Still dancing with the devil
It wasn’t merely a three-pronged attack that made the Mancunian side’s satanic moniker seem so apt, but the likelihood that their manager had mortgaged his soul to the Devil.
However, with the Gunners resolute reprise of our role as the irritating fly in the title challenge ointment, stubbornly refusing to be swatted away, we appear to have assumed this mantle of ‘the Late Late Show’ specialists, with events at the KC Stadium on Saturday culminating in yet another, crucial injury-time strike.
Perhaps opposition fans will now be casting similar aspersions about Wenger. But how can you question the virtue of a man who wouldn’t even be caught wearing horn-rimmed spectacles? The longer we continue breathing down the competitions’ necks, the more real becomes the spectre of the Arsenal’s threat. Yet despite Nicky Bendtner pouring another week’s worth of benzene on the flame of our Premiership title fantasy, once the incendiary euphoria of the 90th-minute mayhem on Humberside burned itself out, in the cold light of the Cottagers’ capitulation at Old Trafford, it’s hard to argue with the bookies odds.
The realist in me cannot escape the ominous portents that while Man Utd and Chelsea continue to perform in fits and starts, ultimately both teams know what it takes to stretch for the line and win by a short head. By contrast, although the Arsenal persist in conjuring up cameo moments of sublime magic, all too often I struggle to convince myself that they really want it. This is not a malaise that’s exclusive to the Gunners, it’s the curse of modern day football, as one could have the same qualms about the majority of the Premiership’s star-turns.
On some level the obscene salaries and the celebrity lifestyles of our superstars nowadays must bear some responsibility.

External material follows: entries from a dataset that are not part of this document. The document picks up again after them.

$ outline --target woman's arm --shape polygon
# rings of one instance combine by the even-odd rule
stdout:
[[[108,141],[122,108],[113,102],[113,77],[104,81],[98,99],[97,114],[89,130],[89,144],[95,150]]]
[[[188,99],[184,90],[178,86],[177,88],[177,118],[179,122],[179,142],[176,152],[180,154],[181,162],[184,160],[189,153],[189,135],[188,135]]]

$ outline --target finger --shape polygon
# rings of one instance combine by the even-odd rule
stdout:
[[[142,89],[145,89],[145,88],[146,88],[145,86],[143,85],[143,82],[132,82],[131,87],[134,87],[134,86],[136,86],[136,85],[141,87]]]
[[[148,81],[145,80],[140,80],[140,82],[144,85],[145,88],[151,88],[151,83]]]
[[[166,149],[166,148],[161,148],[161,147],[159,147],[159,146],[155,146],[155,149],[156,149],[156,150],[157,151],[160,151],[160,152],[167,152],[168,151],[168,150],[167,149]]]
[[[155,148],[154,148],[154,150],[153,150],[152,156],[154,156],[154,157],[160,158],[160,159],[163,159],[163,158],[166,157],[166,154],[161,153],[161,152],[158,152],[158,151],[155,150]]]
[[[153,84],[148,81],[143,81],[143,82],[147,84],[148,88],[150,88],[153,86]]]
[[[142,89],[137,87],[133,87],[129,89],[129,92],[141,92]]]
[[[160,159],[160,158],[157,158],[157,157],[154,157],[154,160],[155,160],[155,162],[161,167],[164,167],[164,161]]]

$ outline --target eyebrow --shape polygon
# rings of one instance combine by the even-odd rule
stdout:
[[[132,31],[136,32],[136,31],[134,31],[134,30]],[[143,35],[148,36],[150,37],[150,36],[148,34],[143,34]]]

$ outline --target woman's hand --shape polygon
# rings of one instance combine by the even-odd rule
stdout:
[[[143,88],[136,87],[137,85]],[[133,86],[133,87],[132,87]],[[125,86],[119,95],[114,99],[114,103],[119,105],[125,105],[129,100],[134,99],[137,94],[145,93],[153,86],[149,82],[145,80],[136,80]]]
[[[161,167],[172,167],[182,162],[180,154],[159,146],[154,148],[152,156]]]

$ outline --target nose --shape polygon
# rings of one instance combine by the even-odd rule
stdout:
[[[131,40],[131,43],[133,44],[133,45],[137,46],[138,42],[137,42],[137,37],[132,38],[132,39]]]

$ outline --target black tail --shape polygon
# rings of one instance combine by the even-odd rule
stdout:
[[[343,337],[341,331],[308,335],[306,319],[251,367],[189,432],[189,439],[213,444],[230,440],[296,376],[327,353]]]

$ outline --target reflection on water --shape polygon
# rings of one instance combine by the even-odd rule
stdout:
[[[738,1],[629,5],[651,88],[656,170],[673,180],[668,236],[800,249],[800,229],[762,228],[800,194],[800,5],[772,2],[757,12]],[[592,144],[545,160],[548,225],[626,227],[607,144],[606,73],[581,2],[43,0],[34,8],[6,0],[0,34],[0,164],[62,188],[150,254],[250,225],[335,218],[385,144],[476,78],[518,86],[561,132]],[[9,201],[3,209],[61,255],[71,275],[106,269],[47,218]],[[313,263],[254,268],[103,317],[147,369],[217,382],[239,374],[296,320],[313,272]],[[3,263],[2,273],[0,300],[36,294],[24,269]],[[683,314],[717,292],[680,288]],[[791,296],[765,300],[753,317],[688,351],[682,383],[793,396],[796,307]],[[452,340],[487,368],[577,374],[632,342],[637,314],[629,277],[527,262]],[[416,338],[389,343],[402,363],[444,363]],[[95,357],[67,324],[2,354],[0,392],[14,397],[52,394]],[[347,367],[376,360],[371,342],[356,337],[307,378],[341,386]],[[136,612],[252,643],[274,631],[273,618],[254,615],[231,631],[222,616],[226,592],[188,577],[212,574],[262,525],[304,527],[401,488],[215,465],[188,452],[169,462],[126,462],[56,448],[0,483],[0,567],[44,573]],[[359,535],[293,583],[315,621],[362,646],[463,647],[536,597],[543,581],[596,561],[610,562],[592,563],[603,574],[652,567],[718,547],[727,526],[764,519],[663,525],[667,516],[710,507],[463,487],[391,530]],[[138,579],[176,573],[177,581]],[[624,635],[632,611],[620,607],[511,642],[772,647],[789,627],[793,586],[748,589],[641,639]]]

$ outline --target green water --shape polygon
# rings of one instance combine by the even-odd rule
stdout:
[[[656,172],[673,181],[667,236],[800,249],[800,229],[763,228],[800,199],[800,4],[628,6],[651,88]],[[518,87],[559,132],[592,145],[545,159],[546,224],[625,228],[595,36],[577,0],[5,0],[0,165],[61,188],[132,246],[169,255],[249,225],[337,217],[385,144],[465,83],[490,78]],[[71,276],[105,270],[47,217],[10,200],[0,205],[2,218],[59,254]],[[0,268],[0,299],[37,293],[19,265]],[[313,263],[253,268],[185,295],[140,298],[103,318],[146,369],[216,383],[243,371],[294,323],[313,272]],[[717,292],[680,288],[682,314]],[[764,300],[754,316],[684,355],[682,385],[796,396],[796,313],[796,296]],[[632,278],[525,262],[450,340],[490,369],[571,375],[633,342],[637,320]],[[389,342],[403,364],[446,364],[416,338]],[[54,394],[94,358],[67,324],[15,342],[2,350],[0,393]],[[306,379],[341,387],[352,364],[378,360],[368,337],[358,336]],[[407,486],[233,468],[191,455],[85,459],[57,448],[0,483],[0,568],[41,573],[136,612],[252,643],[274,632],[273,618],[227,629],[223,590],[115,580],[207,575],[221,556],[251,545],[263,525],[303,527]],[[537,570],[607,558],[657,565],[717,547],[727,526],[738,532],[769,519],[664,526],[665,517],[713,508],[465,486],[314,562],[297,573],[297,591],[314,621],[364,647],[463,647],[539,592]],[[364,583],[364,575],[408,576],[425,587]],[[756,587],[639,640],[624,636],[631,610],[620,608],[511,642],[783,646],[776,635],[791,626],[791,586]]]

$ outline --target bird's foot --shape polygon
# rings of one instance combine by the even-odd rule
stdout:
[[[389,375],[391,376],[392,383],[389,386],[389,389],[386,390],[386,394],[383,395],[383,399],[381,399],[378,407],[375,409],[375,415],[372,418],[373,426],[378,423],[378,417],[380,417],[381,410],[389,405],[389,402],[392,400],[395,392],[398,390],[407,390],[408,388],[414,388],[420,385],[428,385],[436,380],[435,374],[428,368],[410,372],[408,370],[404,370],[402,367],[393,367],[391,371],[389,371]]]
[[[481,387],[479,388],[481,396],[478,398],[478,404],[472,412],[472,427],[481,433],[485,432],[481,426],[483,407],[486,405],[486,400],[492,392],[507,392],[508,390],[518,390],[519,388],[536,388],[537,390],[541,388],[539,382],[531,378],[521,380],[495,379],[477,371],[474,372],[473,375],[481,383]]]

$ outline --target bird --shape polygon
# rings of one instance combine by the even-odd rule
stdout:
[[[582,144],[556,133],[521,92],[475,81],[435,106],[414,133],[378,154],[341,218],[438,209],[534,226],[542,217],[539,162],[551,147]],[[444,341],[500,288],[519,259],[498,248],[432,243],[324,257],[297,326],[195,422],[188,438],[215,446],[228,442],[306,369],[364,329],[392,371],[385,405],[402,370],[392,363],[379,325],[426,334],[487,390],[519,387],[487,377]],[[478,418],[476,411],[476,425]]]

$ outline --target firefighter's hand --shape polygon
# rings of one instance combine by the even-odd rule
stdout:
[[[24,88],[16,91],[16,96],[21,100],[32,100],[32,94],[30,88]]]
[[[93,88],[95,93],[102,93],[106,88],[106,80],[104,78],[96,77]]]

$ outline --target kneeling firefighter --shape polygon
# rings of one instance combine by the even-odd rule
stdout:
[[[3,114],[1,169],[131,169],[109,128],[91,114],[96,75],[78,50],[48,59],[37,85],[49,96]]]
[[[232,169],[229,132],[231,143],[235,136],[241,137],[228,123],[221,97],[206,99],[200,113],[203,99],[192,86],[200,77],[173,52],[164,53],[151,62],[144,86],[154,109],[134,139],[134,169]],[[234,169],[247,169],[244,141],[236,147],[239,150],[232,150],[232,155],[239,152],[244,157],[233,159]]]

In boxing it was said that a fighter only truly retained a taste for the sport, so long as they remained hungry and that they lost a certain edge, the moment they were lifted up, out of the poverty from whence so many came, to the lifestyle to which they’d always aspired. Surely footballers are susceptible to a similar loss of appetite?
Mercifully there will always be the rare exception, for whom their competitive nature and a love of the beautiful game runs so deep that they remain unaffected by all the trappings of a multi-millionaire lifestyle. In a world where a footballer’s status is measured in inverse proportion to the MPG of their latest gas-guzzling supercar, how on earth does a manager convince his young charges that all the millions in their offshore accounts won’t offer anything like the same feelings of fulfilment, as the opportunity of being able to reflect in retirement, upon the blood, sweat and tears required to earn the odd relatively worthless bauble on their sideboard.

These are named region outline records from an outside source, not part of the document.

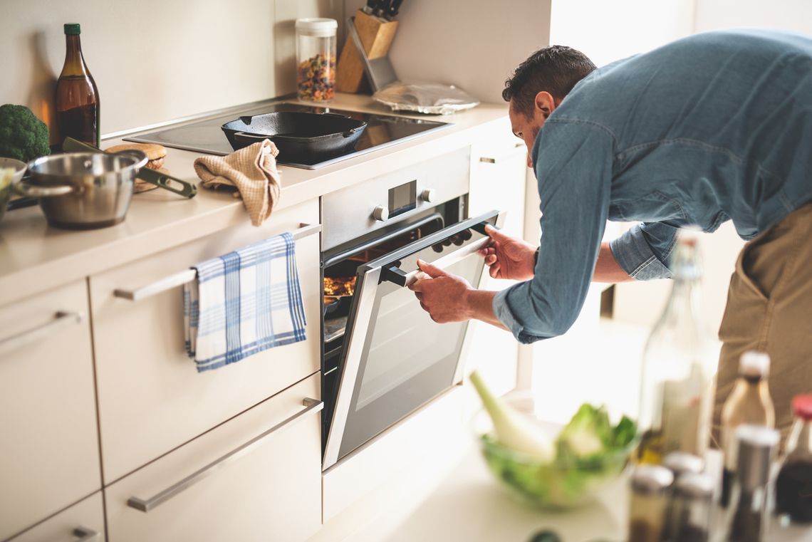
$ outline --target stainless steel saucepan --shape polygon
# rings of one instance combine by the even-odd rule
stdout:
[[[124,220],[136,174],[146,163],[146,155],[136,150],[45,156],[28,162],[31,179],[17,190],[40,198],[53,226],[103,228]]]

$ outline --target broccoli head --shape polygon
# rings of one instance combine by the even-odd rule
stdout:
[[[50,153],[48,127],[25,105],[0,105],[0,157],[28,161]]]

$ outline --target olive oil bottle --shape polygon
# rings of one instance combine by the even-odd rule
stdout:
[[[707,448],[719,352],[701,318],[698,241],[680,232],[671,296],[644,351],[639,462],[660,464],[677,451],[703,457]]]
[[[99,146],[99,91],[82,56],[79,24],[65,25],[65,63],[56,84],[56,119],[62,137]]]

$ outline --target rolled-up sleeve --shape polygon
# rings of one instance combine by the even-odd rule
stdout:
[[[667,263],[677,231],[677,228],[661,222],[638,224],[611,241],[609,248],[618,265],[632,278],[671,278]]]
[[[542,238],[533,279],[494,297],[499,321],[523,343],[566,332],[584,304],[609,206],[614,138],[603,127],[548,120],[536,138]]]

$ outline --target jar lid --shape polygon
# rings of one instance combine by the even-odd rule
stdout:
[[[747,376],[766,376],[770,372],[770,356],[764,352],[749,351],[739,360],[739,374]]]
[[[676,480],[674,493],[692,501],[707,500],[713,496],[714,485],[710,475],[692,472]]]
[[[659,465],[638,465],[632,471],[632,490],[641,495],[664,493],[674,482],[671,471]]]
[[[297,19],[296,32],[307,36],[335,36],[339,23],[335,19]]]
[[[812,419],[812,395],[796,395],[793,399],[793,412],[806,421]]]
[[[705,470],[705,462],[702,458],[685,452],[672,452],[665,456],[663,467],[674,473],[674,478],[685,474],[699,474]]]

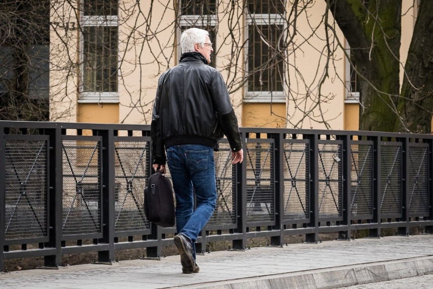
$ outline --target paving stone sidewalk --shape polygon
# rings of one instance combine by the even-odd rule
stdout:
[[[1,288],[152,289],[337,288],[433,274],[433,236],[388,237],[214,252],[200,272],[182,274],[178,255],[0,274]]]

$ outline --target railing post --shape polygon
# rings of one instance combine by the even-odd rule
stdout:
[[[401,164],[401,223],[406,225],[398,227],[397,232],[399,235],[408,236],[409,235],[409,139],[404,137],[400,139],[402,144],[402,161]]]
[[[370,238],[380,237],[380,153],[381,137],[373,137],[373,219],[376,223],[374,227],[370,228],[368,231],[368,236]]]
[[[47,130],[49,134],[49,192],[48,194],[48,222],[49,230],[48,242],[45,247],[55,248],[55,254],[45,256],[44,266],[58,267],[61,266],[61,236],[63,220],[63,164],[62,163],[63,143],[62,129],[56,126],[53,129]]]
[[[241,132],[242,148],[243,149],[244,160],[241,164],[236,165],[236,218],[237,226],[234,229],[234,233],[242,234],[242,238],[234,240],[232,242],[233,248],[235,249],[245,249],[246,247],[246,135],[244,132]]]
[[[280,235],[270,238],[270,244],[273,246],[282,245],[284,242],[284,172],[283,168],[283,155],[284,153],[282,133],[271,135],[274,143],[274,184],[275,230],[280,230]]]
[[[433,220],[433,139],[428,141],[428,220]],[[433,225],[425,226],[425,233],[433,234]]]
[[[6,211],[5,190],[6,189],[5,175],[6,157],[5,156],[5,130],[3,127],[0,127],[0,247],[2,248],[2,254],[0,255],[0,272],[3,272],[3,251],[5,246],[5,214]]]
[[[150,156],[149,158],[149,163],[146,164],[149,167],[149,177],[154,170],[152,167],[152,146],[149,147],[149,156]],[[146,239],[149,240],[157,240],[157,246],[148,247],[146,248],[146,256],[147,258],[159,258],[162,254],[162,228],[156,224],[150,223],[150,232],[151,233],[146,236]]]
[[[148,236],[151,240],[157,240],[157,246],[148,247],[146,249],[146,256],[147,258],[159,258],[162,254],[162,228],[153,223],[150,224],[152,233]]]
[[[317,133],[308,135],[310,138],[310,148],[308,152],[308,166],[310,172],[310,186],[308,194],[310,196],[310,222],[308,227],[314,229],[314,233],[305,234],[305,242],[316,243],[319,235],[319,167],[317,164],[319,159],[318,135]]]
[[[351,141],[350,135],[345,135],[342,136],[343,140],[343,225],[347,226],[347,229],[338,232],[338,239],[343,240],[350,240],[350,225],[352,215],[351,211],[351,156],[352,154]]]
[[[99,131],[102,136],[102,198],[101,224],[102,238],[99,242],[108,244],[108,250],[98,252],[98,261],[111,263],[114,261],[115,167],[114,132],[113,129]],[[103,161],[103,160],[104,161]]]

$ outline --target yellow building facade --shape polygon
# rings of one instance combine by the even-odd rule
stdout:
[[[182,30],[196,26],[210,31],[211,65],[227,81],[240,126],[358,129],[359,93],[345,51],[333,44],[332,61],[324,58],[324,1],[299,8],[296,33],[289,2],[65,2],[52,9],[53,121],[149,124],[159,76],[178,63]],[[403,2],[403,65],[412,5]],[[344,42],[337,28],[336,34],[332,39]]]

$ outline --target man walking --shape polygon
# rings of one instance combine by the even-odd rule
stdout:
[[[174,244],[182,271],[193,273],[199,271],[196,240],[216,206],[213,151],[225,135],[233,164],[242,162],[243,151],[227,86],[221,73],[208,65],[213,51],[208,33],[185,30],[180,49],[179,65],[163,73],[158,81],[151,136],[153,169],[165,172],[167,159],[173,181],[178,233]]]

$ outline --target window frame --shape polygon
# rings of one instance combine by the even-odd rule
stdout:
[[[247,74],[249,73],[249,61],[248,57],[248,50],[249,47],[249,32],[250,25],[272,25],[275,24],[283,26],[283,33],[285,33],[287,28],[286,22],[284,21],[284,18],[283,16],[279,14],[253,14],[249,13],[248,11],[248,7],[244,8],[245,11],[244,14],[245,17],[245,27],[246,31],[244,33],[244,41],[246,43],[245,48],[244,49],[244,57],[245,60],[244,71]],[[284,12],[285,14],[286,12]],[[254,27],[255,29],[256,27]],[[283,35],[284,36],[284,35]],[[243,102],[253,102],[253,103],[286,103],[286,92],[284,83],[285,83],[285,79],[286,76],[287,71],[286,71],[286,66],[283,63],[283,79],[282,80],[282,91],[250,91],[248,90],[248,80],[245,82],[244,85],[244,90],[245,93],[244,94]]]
[[[84,5],[84,1],[80,2],[80,11],[84,11],[83,9]],[[79,103],[118,103],[119,99],[119,31],[118,31],[118,15],[98,15],[89,16],[84,15],[82,13],[80,17],[82,29],[79,33],[79,60],[80,60],[80,77],[79,84],[78,86],[79,96],[77,102]],[[100,27],[102,26],[112,26],[117,27],[117,91],[116,92],[85,92],[84,91],[84,39],[83,29],[85,27],[96,26]]]

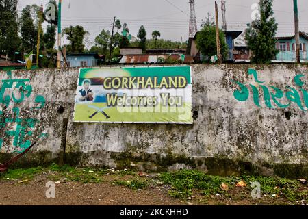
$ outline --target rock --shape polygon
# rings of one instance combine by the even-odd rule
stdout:
[[[307,180],[305,179],[298,179],[298,180],[300,182],[300,183],[302,183],[303,185],[307,184]]]
[[[223,191],[227,191],[229,190],[229,186],[224,183],[221,183],[220,189]]]
[[[18,183],[27,183],[27,181],[28,181],[28,179],[21,180],[21,181],[18,181]]]
[[[246,185],[245,182],[243,180],[241,180],[238,183],[235,184],[235,186],[237,187],[245,187]]]

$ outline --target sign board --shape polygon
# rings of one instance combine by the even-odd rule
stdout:
[[[73,121],[192,124],[191,67],[80,68]]]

Meanwhile it seems decidedly churlish of me to be having a dig, in a week when we’ve enjoyed the unadulterated pleasure of Samir Nasri’s slalom run in the Porto penalty area (a tad over-effusively praised on the radio as “shades of Maradona”). After his profligacy in front of goal only four days prior, what odds would you have got on a Bendtner hat-trick in our 5-0 romp into the Champions League quarter-finals? Nevertheless, as stand-in for Gallas, Sol Campbell has become the standard bearer for the Arsenal’s abiding fragility. Sol strikes me like an over-inflated balloon, pumped up to the point where he’s one catastrophic pin prick away from our campaign (and his career) exploding into smithereens.

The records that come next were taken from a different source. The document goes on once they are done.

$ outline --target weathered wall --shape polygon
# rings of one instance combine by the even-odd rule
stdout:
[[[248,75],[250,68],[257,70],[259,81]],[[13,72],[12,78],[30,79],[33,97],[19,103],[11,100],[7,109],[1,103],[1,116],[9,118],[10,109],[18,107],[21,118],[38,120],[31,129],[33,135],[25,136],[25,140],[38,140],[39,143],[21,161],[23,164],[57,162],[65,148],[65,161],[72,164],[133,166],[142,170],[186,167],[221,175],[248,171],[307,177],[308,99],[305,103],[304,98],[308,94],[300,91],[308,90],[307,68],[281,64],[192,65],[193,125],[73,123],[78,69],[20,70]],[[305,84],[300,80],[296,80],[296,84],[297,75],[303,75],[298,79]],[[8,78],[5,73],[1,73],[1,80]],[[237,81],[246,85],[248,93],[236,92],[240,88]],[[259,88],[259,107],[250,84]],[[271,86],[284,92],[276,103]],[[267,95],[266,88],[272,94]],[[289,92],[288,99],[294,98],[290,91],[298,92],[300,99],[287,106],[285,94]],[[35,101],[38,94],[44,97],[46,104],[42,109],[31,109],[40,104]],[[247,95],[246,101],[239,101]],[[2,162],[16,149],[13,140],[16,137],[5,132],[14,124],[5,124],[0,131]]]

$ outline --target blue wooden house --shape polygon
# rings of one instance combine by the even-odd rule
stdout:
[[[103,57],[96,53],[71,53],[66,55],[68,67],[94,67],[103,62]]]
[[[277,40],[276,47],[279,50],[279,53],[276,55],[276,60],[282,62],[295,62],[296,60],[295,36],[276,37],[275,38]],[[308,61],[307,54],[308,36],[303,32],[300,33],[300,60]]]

While players pledge their allegiance to the cause (as their agents tout them across the Continent!), if all that is required in the modern game is for the Gunners to prove themselves that little bit more committed than the competition, then I say bring on Man Utd or Chelsea in Friday’s Champions League draw. Only by exorcising our inferiority demons can the Arsenal acquire the composure of genuine contenders and enable me to truly begin to live the dream.